Wajah-wajah penuh harap tampak sejak pintu masuk dibuka. Anak muda duduk bersila berdampingan dengan orang tua, sebagian membawa keluarga, menanti waktu berbuka sekaligus siraman rohani yang menyejukkan. Tema “Hati yang Tenang di Zaman yang Bising” seakan menjawab keresahan banyak orang di tengah dinamika kehidupan modern.
Kepala Perwakilan Bank Indonesia Provinsi Kalimantan Utara, Hasiando G. Manik, menyampaikan bahwa kegiatan ini menjadi bagian dari ikhtiar menyemarakkan Ramadan 1447 Hijriah sekaligus memperkuat literasi ekonomi dan keuangan syariah di daerah.

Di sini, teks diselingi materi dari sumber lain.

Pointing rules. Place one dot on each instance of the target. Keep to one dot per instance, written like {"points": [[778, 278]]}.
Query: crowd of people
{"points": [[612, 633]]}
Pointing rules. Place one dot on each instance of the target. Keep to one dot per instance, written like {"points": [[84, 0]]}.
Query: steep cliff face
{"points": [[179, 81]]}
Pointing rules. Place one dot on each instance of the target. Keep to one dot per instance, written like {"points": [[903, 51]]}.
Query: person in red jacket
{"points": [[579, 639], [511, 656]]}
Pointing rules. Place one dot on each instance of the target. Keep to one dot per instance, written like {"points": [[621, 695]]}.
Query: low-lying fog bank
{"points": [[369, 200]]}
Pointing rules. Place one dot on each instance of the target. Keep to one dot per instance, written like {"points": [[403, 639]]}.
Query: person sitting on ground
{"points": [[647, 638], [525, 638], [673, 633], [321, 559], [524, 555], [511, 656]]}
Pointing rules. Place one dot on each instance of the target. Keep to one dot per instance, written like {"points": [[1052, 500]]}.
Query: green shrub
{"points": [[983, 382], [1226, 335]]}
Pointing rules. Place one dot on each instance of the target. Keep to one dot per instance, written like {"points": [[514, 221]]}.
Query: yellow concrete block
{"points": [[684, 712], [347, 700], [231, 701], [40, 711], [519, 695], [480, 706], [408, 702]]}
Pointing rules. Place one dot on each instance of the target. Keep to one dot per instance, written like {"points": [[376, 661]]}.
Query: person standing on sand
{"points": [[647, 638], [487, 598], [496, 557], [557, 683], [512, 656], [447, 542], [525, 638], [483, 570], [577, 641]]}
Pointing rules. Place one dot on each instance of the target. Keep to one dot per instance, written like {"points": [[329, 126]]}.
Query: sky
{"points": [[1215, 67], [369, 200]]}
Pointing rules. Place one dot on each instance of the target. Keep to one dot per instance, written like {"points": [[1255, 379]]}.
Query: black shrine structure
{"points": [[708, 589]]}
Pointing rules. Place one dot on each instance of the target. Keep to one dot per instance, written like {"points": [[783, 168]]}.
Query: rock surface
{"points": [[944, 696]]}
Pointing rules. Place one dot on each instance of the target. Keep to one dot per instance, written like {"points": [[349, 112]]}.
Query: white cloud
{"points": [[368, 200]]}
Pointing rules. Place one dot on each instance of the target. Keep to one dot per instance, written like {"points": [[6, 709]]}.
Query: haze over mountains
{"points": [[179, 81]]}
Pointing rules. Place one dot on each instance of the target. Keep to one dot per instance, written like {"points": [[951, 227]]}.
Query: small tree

“Ramadan bukan hanya tentang ibadah personal, tetapi juga tentang membangun kepedulian sosial dan memperkuat pemahaman ekonomi yang berkeadilan,” ujarnya.
Antusiasme masyarakat begitu tinggi. Tiket habis hanya dalam hitungan hari. Panitia bahkan harus membatasi jumlah peserta demi menjaga kenyamanan. Bank Indonesia pun menyampaikan apresiasi atas partisipasi masyarakat serta permohonan maaf kepada warga yang belum mendapatkan kesempatan hadir.
Dalam tausiyahnya, Hanan Attaki mengajak jamaah untuk melambat sejenak dari hiruk-pikuk dunia. Ia menekankan pentingnya menjaga hati, memperbaiki hubungan dengan Allah, serta mempererat silaturahmi. Suasana hening menyelimuti arena ketika pesan-pesan reflektif disampaikan, diselingi senyum dan anggukan para jamaah yang larut dalam makna.
Kegiatan ini juga menjadi sarana edukasi mengenai pelindungan konsumen, pemanfaatan QRIS, dan kampanye Cinta, Bangga, Paham Rupiah. Jamaah diajak berpartisipasi dalam transaksi non-tunai, termasuk penyaluran infak dan wakaf melalui QRIS yang selanjutnya disalurkan bekerja sama dengan Badan Amil Zakat Nasional untuk mendukung program sosial dan wakaf produktif.
Ramadhan SIAP QRIS membuktikan bahwa semangat spiritual dapat berjalan seiring dengan kemajuan digital. Di tengah kebisingan zaman, ribuan warga Tarakan menemukan ruang teduh—tempat hati ditenangkan, kebersamaan dikuatkan, dan kepedulian sosial ditumbuhkan.